Le hasard de ses premières promenades à travers Paris avait conduit, il y a une vingtaine d’années, ce doux Normand parmi d’étranges clans littéraires où très vite sa glaciale bonne humeur fut goûtée. On le rencontra, en compagnie de Richepin, de Goudeau, d’Uzanne, d’André Gill, de Bouchor, chez les Hydropathes, et quelques années plus tard, chez Salis. Le fondateur du Chat-Noir [cabaret de Montmartre fondé en 1881 par Rodolphe Salis] avait pensé qu’on n’est jamais, en matière de publicité, mieux servi que par soi-même : à son illustre cabaret, Salis annexait bientôt un journal, et c’était Alphonse Allais qu’il chargeait de le rédiger. Au bout d’un mois, le petit bourgeois d’Honfleur était célèbre dans Montmartre ; au bout de six mois, la signature d’Allais était connue de tout Paris.

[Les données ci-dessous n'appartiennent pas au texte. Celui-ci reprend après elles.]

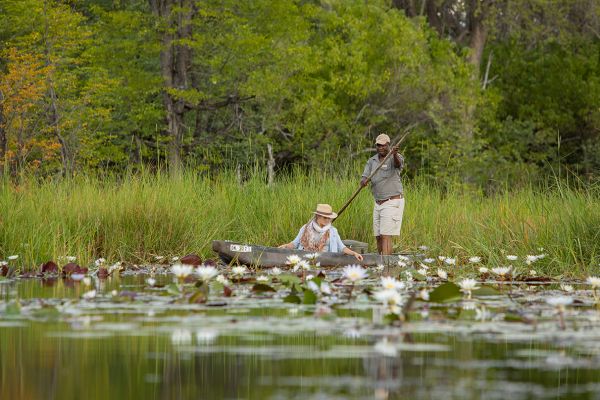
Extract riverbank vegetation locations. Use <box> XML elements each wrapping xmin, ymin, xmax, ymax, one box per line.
<box><xmin>0</xmin><ymin>166</ymin><xmax>600</xmax><ymax>276</ymax></box>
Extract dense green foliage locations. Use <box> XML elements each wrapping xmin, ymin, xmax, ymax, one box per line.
<box><xmin>0</xmin><ymin>166</ymin><xmax>600</xmax><ymax>276</ymax></box>
<box><xmin>0</xmin><ymin>0</ymin><xmax>600</xmax><ymax>190</ymax></box>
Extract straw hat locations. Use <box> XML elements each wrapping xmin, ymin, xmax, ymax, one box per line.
<box><xmin>375</xmin><ymin>133</ymin><xmax>391</xmax><ymax>144</ymax></box>
<box><xmin>313</xmin><ymin>204</ymin><xmax>337</xmax><ymax>219</ymax></box>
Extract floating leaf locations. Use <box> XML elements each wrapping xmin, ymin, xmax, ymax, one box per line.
<box><xmin>429</xmin><ymin>282</ymin><xmax>462</xmax><ymax>303</ymax></box>
<box><xmin>302</xmin><ymin>289</ymin><xmax>317</xmax><ymax>304</ymax></box>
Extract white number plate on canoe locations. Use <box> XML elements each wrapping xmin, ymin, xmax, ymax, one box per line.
<box><xmin>229</xmin><ymin>244</ymin><xmax>252</xmax><ymax>253</ymax></box>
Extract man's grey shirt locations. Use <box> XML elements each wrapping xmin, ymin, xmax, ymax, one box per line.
<box><xmin>362</xmin><ymin>154</ymin><xmax>404</xmax><ymax>200</ymax></box>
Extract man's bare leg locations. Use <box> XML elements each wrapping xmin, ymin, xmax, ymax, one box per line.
<box><xmin>380</xmin><ymin>235</ymin><xmax>392</xmax><ymax>255</ymax></box>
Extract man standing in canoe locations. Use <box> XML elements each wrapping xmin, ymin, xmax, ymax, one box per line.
<box><xmin>360</xmin><ymin>133</ymin><xmax>404</xmax><ymax>254</ymax></box>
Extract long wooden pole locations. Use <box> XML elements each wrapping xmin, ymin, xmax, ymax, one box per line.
<box><xmin>334</xmin><ymin>132</ymin><xmax>409</xmax><ymax>221</ymax></box>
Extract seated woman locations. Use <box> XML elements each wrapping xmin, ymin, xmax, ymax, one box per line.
<box><xmin>279</xmin><ymin>204</ymin><xmax>363</xmax><ymax>261</ymax></box>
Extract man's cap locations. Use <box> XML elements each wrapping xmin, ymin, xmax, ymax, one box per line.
<box><xmin>375</xmin><ymin>133</ymin><xmax>391</xmax><ymax>144</ymax></box>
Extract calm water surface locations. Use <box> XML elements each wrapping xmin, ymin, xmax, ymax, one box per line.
<box><xmin>0</xmin><ymin>275</ymin><xmax>600</xmax><ymax>400</ymax></box>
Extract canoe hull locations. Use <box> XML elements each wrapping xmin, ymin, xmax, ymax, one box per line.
<box><xmin>212</xmin><ymin>240</ymin><xmax>398</xmax><ymax>268</ymax></box>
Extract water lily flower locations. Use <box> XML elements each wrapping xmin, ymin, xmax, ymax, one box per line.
<box><xmin>342</xmin><ymin>265</ymin><xmax>367</xmax><ymax>283</ymax></box>
<box><xmin>381</xmin><ymin>276</ymin><xmax>406</xmax><ymax>290</ymax></box>
<box><xmin>215</xmin><ymin>275</ymin><xmax>229</xmax><ymax>286</ymax></box>
<box><xmin>294</xmin><ymin>260</ymin><xmax>310</xmax><ymax>271</ymax></box>
<box><xmin>586</xmin><ymin>276</ymin><xmax>600</xmax><ymax>289</ymax></box>
<box><xmin>196</xmin><ymin>265</ymin><xmax>219</xmax><ymax>282</ymax></box>
<box><xmin>560</xmin><ymin>283</ymin><xmax>574</xmax><ymax>293</ymax></box>
<box><xmin>171</xmin><ymin>263</ymin><xmax>194</xmax><ymax>280</ymax></box>
<box><xmin>546</xmin><ymin>296</ymin><xmax>573</xmax><ymax>309</ymax></box>
<box><xmin>285</xmin><ymin>254</ymin><xmax>301</xmax><ymax>265</ymax></box>
<box><xmin>231</xmin><ymin>265</ymin><xmax>248</xmax><ymax>276</ymax></box>
<box><xmin>373</xmin><ymin>289</ymin><xmax>404</xmax><ymax>306</ymax></box>
<box><xmin>492</xmin><ymin>267</ymin><xmax>512</xmax><ymax>278</ymax></box>
<box><xmin>525</xmin><ymin>254</ymin><xmax>538</xmax><ymax>265</ymax></box>
<box><xmin>458</xmin><ymin>278</ymin><xmax>479</xmax><ymax>299</ymax></box>
<box><xmin>444</xmin><ymin>257</ymin><xmax>456</xmax><ymax>265</ymax></box>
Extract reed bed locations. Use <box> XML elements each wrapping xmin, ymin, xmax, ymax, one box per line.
<box><xmin>0</xmin><ymin>169</ymin><xmax>600</xmax><ymax>276</ymax></box>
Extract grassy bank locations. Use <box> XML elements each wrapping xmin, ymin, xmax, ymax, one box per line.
<box><xmin>0</xmin><ymin>173</ymin><xmax>600</xmax><ymax>276</ymax></box>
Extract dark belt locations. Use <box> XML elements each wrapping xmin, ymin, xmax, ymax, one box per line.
<box><xmin>375</xmin><ymin>194</ymin><xmax>404</xmax><ymax>205</ymax></box>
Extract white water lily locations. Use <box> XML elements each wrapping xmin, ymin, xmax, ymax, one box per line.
<box><xmin>458</xmin><ymin>278</ymin><xmax>479</xmax><ymax>299</ymax></box>
<box><xmin>231</xmin><ymin>265</ymin><xmax>248</xmax><ymax>276</ymax></box>
<box><xmin>546</xmin><ymin>296</ymin><xmax>573</xmax><ymax>310</ymax></box>
<box><xmin>492</xmin><ymin>267</ymin><xmax>512</xmax><ymax>277</ymax></box>
<box><xmin>525</xmin><ymin>254</ymin><xmax>538</xmax><ymax>265</ymax></box>
<box><xmin>342</xmin><ymin>265</ymin><xmax>367</xmax><ymax>283</ymax></box>
<box><xmin>398</xmin><ymin>254</ymin><xmax>410</xmax><ymax>262</ymax></box>
<box><xmin>586</xmin><ymin>276</ymin><xmax>600</xmax><ymax>289</ymax></box>
<box><xmin>171</xmin><ymin>264</ymin><xmax>194</xmax><ymax>279</ymax></box>
<box><xmin>294</xmin><ymin>260</ymin><xmax>310</xmax><ymax>271</ymax></box>
<box><xmin>560</xmin><ymin>283</ymin><xmax>575</xmax><ymax>293</ymax></box>
<box><xmin>215</xmin><ymin>275</ymin><xmax>229</xmax><ymax>286</ymax></box>
<box><xmin>196</xmin><ymin>265</ymin><xmax>219</xmax><ymax>282</ymax></box>
<box><xmin>444</xmin><ymin>257</ymin><xmax>456</xmax><ymax>265</ymax></box>
<box><xmin>285</xmin><ymin>254</ymin><xmax>301</xmax><ymax>265</ymax></box>
<box><xmin>381</xmin><ymin>276</ymin><xmax>406</xmax><ymax>290</ymax></box>
<box><xmin>373</xmin><ymin>289</ymin><xmax>403</xmax><ymax>305</ymax></box>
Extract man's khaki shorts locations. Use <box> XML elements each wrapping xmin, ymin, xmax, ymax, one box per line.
<box><xmin>373</xmin><ymin>199</ymin><xmax>404</xmax><ymax>236</ymax></box>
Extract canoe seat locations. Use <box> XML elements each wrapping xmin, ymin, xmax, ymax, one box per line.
<box><xmin>342</xmin><ymin>239</ymin><xmax>369</xmax><ymax>254</ymax></box>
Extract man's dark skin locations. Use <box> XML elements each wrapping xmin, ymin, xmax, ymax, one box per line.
<box><xmin>360</xmin><ymin>139</ymin><xmax>401</xmax><ymax>254</ymax></box>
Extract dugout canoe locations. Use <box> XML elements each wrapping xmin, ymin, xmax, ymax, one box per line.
<box><xmin>212</xmin><ymin>240</ymin><xmax>399</xmax><ymax>268</ymax></box>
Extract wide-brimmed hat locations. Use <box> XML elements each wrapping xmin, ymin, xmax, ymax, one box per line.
<box><xmin>375</xmin><ymin>133</ymin><xmax>391</xmax><ymax>144</ymax></box>
<box><xmin>313</xmin><ymin>204</ymin><xmax>337</xmax><ymax>219</ymax></box>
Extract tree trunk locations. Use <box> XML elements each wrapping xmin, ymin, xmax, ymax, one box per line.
<box><xmin>149</xmin><ymin>0</ymin><xmax>193</xmax><ymax>175</ymax></box>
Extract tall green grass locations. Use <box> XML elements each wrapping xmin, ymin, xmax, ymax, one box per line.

Du premier coup, sans nulle prétention, et comme à son insu, Allais venait de créer un genre. Il y avait eu, sans doute, avant lui, des chroniqueurs « drôles » ; mais il ne semblait pas que personne eût jamais été drôle de cette façon-là. C’était une manière neuve, un peu effarante, un peu folle, de regarder et de d’écrire ; une vision caricaturale de la vie, un parti pris de déraisonner logiquement, dont l’outrance contrastait, de la façon la plus comique, avec l’aspect même de l’écrivain : un jeune homme correctement vêtu, de mine modeste et sage, la barbe blonde et courte encadrant un visage allongé, rose, où luisaient deux petits yeux étonnés.

Peu bavard, mélancolique comme le sont la plupart des « écrivains gais », et pas bohème du tout. Ce garçon sérieux, dont chaque chronique nouvelle faisait rire Montmartre aux larmes pendant huit jours, menait, au milieu des jeunes gens dont il était devenu l’idole, la vie du plus rangé des étudiants : une chambrette à trente francs par mois, le menu modeste des restaurants de la Butte, une partie de manille après dîner suffisaient au bonheur quotidien de ce sage.

Alphonse Allais en 1900
Alphonse Allais en 1900

Mais Paris le réclamait. Ses articles du Chat noir réunis en un volume, la Vie drôle, qui composait la première partie de ce qu’il appelait ses « œuvres anthumes », avaient eu un succès fou. Ses amis s’étaient cotisés pour faire imprimer l’ouvrage (devant l’audace de ces fantaisies, les éditeurs hésitaient !) ; en quelques semaines, huit mille exemplaires en étaient vendus. C’était l’argent qui venait enfin ; et la gloire. Le Gil Blas demandait à Allais des chroniques ; et presque aussitôt Fernand Xau, qui venait de fonder le Journal, invitait l’écrivain de la Vie drôle à créer chez lui, sous ce titre, la rubrique qu’il y aura illustrée pendant près de quinze ans.

Plus récemment, il avait été chargé de la rédaction « en chef » du Sourire ; et nous eûmes deux fois la joie de l’applaudir au théâtre : il écrivit en collaboration avec Alfred Capus la jolie comédie de l’Innocent, et avec Tristan Bernard un chef-d’œuvre de fantaisie folle, Silvérie ou les Fonds hollandais.

Il était allé habiter la province, pour s’y reposer, et se plaignait néanmoins, depuis quelque temps, du mauvais état de sa santé. Vendredi soir, Arsène Alexandre l’avait rencontré. Il lui demanda : « Vous allez mieux ? » Lui, froidement : « Non. Je mourrai demain. » Samedi matin il était mort.